Code for running <= 24GB cards
Tested with an RTX 5000 24GB.
It's slow though.
from diffusers import QwenImageTransformer2DModel
import torch
from PIL import Image
from transformers import BitsAndBytesConfig as TransformersBitsAndBytesConfig
from transformers import Qwen2_5_VLForConditionalGeneration
from diffusers import BitsAndBytesConfig as DiffusersBitsAndBytesConfig
from diffusers import QwenImageLayeredPipeline
model_id = "Qwen/Qwen-Image-Layered"
torch_dtype = torch.bfloat16
quantization_config = DiffusersBitsAndBytesConfig(
load_in_4bit=True,
bnb_4bit_quant_type="nf4",
bnb_4bit_compute_dtype=torch.bfloat16,
llm_int8_skip_modules=["transformer_blocks.0.img_mod"],
)
transformer = QwenImageTransformer2DModel.from_pretrained(
model_id,
subfolder="transformer",
quantization_config=quantization_config,
torch_dtype=torch_dtype,
)
transformer = transformer.to("cpu")
quantization_config = TransformersBitsAndBytesConfig(
load_in_4bit=True,
bnb_4bit_quant_type="nf4",
bnb_4bit_compute_dtype=torch.bfloat16,
)
text_encoder = Qwen2_5_VLForConditionalGeneration.from_pretrained(
model_id,
subfolder="text_encoder",
quantization_config=quantization_config,
torch_dtype=torch_dtype,
)
text_encoder = text_encoder.to("cpu")
pipeline = QwenImageLayeredPipeline.from_pretrained(
model_id,
transformer=transformer,
text_encoder=text_encoder,
torch_dtype=torch_dtype,
)
pipeline.enable_model_cpu_offload()
pipeline.set_progress_bar_config(disable=None)

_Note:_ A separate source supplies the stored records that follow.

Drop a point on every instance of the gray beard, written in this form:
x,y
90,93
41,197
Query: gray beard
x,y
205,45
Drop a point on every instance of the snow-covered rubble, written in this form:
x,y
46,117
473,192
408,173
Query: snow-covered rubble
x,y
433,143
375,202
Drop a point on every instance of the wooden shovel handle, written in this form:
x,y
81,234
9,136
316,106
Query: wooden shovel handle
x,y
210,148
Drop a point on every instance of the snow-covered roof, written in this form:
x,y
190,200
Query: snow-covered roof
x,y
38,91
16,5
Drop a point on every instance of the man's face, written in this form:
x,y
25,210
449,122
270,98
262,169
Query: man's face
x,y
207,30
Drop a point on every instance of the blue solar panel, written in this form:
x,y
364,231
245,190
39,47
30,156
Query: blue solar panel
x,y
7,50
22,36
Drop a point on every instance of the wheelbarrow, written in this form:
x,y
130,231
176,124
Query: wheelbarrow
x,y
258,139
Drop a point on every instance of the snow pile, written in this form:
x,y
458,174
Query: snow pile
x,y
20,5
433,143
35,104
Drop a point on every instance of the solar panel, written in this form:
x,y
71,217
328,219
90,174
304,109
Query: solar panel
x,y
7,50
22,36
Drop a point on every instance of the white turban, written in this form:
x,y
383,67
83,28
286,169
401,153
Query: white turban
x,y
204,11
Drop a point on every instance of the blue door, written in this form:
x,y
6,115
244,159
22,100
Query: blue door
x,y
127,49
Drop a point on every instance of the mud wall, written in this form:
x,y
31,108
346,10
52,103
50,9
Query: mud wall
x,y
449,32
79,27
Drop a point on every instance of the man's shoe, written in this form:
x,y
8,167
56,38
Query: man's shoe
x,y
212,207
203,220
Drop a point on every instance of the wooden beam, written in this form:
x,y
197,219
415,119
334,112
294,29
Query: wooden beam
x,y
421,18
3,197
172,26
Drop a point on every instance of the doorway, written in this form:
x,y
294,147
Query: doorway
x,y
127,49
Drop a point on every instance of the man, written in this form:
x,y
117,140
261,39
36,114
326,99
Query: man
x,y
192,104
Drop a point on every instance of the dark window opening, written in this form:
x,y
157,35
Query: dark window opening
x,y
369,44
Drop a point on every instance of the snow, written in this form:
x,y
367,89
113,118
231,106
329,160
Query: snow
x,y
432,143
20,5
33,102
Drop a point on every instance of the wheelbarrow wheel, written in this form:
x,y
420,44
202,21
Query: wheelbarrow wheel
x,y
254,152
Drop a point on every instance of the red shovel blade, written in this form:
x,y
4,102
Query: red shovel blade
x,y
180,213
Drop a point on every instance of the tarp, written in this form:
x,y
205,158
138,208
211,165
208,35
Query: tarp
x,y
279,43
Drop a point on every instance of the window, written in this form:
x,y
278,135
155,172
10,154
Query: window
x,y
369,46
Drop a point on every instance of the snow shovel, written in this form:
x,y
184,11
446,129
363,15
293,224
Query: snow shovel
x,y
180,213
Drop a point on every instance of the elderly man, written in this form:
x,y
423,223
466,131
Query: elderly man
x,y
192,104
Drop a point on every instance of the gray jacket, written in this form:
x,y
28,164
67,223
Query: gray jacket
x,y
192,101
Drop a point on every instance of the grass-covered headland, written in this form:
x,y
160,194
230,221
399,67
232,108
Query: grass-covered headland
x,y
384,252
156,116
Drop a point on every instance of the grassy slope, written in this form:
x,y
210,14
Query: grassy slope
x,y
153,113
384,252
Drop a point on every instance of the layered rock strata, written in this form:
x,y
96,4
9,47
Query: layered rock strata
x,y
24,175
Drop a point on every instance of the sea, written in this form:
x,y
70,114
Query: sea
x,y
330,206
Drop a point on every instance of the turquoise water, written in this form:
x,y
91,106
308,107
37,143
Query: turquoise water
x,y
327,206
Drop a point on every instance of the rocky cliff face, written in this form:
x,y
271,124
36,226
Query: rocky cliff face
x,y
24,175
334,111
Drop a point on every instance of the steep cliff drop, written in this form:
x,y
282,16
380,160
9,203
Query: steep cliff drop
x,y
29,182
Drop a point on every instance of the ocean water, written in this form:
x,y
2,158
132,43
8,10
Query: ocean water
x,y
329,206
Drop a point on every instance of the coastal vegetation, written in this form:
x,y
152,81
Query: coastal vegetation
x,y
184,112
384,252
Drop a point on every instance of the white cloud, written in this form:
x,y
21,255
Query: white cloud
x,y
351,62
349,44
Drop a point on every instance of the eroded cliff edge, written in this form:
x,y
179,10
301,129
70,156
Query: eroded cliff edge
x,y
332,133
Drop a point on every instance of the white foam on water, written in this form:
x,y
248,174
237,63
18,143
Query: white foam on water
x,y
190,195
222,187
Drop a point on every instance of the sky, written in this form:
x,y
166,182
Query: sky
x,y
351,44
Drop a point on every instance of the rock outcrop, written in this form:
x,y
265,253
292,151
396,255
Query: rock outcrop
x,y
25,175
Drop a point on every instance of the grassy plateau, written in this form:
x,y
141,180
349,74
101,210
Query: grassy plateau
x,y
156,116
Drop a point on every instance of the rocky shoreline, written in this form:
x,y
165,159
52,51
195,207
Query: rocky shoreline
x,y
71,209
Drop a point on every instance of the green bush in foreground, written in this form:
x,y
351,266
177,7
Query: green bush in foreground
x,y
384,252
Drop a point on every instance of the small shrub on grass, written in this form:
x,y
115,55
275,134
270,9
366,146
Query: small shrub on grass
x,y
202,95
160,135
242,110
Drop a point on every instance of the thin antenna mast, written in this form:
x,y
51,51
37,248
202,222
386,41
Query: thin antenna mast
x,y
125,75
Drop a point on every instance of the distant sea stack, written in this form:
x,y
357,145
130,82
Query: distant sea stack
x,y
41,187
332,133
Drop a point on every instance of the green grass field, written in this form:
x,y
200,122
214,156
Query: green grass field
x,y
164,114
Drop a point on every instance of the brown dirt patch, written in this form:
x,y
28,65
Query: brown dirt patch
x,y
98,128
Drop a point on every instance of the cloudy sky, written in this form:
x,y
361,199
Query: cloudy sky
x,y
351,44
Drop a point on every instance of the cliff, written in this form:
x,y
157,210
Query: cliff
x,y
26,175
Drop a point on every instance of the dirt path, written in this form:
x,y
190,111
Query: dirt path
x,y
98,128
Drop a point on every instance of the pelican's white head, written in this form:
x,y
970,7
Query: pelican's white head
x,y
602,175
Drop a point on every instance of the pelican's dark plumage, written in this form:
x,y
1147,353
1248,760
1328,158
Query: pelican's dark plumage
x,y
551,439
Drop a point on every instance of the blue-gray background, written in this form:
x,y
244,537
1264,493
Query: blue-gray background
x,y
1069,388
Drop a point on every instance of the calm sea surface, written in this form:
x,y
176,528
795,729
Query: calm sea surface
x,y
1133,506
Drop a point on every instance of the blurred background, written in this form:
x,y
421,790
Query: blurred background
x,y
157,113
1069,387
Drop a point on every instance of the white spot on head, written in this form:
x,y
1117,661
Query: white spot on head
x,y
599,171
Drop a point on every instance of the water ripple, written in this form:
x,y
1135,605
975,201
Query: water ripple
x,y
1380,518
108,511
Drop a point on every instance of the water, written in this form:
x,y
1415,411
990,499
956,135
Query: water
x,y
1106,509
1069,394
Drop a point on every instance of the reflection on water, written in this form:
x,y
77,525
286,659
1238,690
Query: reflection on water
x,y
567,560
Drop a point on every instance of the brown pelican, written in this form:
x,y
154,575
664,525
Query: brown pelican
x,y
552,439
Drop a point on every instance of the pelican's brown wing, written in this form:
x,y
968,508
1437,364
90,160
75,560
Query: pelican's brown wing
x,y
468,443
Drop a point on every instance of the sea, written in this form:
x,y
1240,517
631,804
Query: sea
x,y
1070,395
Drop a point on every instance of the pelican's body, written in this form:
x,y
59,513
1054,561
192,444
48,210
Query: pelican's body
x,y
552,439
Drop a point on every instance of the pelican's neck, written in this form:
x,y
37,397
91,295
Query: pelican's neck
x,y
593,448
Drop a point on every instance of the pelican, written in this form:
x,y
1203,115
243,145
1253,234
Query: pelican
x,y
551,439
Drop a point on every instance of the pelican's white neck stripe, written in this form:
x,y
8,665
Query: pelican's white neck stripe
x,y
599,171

image = Image.open("workdir/bc1e03f40776b8bee006ea2b2b0d8103.webp").convert("RGBA")
inputs = {
"image": image,
"generator": torch.Generator(device="cuda").manual_seed(777),
"true_cfg_scale": 4.0,
"negative_prompt": " ",
"num_inference_steps": 50,
"num_images_per_prompt": 1,
"layers": 4,
"resolution": 640, # Using different bucket (640, 1024) to determine the resolution. For this version, 640 is recommended
"cfg_normalize": True, # Whether enable cfg normalization.
"use_en_prompt": True, # Automatic caption language if user does not provide caption
}
with torch.inference_mode():
output = pipeline(**inputs)
output_image = output.images[0]
for i, image in enumerate(output_image):
image.save(f"{i}.png")
use sageattention and triton , u can run full bf16 on 10gb vram 64gb ram, speed almost 7s/it
Thanks for replying!
Just to make sure I understand correctly:
You mentioned using SageAttention + Triton can run full bf16 on 10GB VRAM at ~7s/it.
Does this mean that on an RTX 5090 Mobile with 24GB VRAM, I should be able to run the model:
In full bf16 precision (no quantization needed)
Without CPU offload (everything fits in VRAM)
Significantly faster than 7s/it?
Or would you still recommend using your 4-bit quantization code for 24GB cards?
Thanks!
Thanks for replying!
Just to make sure I understand correctly:
You mentioned using SageAttention + Triton can run full bf16 on 10GB VRAM at ~7s/it.
Does this mean that on an RTX 5090 Mobile with 24GB VRAM, I should be able to run the model:
In full bf16 precision (no quantization needed)
Without CPU offload (everything fits in VRAM)
Significantly faster than 7s/it?
Or would you still recommend using your 4-bit quantization code for 24GB cards?
Thanks!
If I'm not mistaken, SageAttention doesn't deal with offloading, but I use an RTX 5080 right now running full BF16. A week ago I had a RTX3080 and it was the same story , even WAN 2.2 FP16 with text encoder in FP16 in ComfyUI. The first run takes time, but after the first run the speed improves by almost 30%. The Python env is installed on a high-speed NVMe, and I use the KJ diffusion loader which allows me to do this.
In Windows I had a hard time and Python often crashed, but in Ubuntu the first run crashes if I have a YouTube video at 1080p playing in the background (only if with WAN2.2 FP16 + text-encoder FP16). Otherwise, changing the text encoder to FP8 lets me have almost 10 tabs open in Firefox with 2 gaming monitors.
The screenshot shows 4.5s/it. Here I'm using the RTX 5080, but on the RTX 3080 it was around 7s/it with the full text encoder model and no quantization.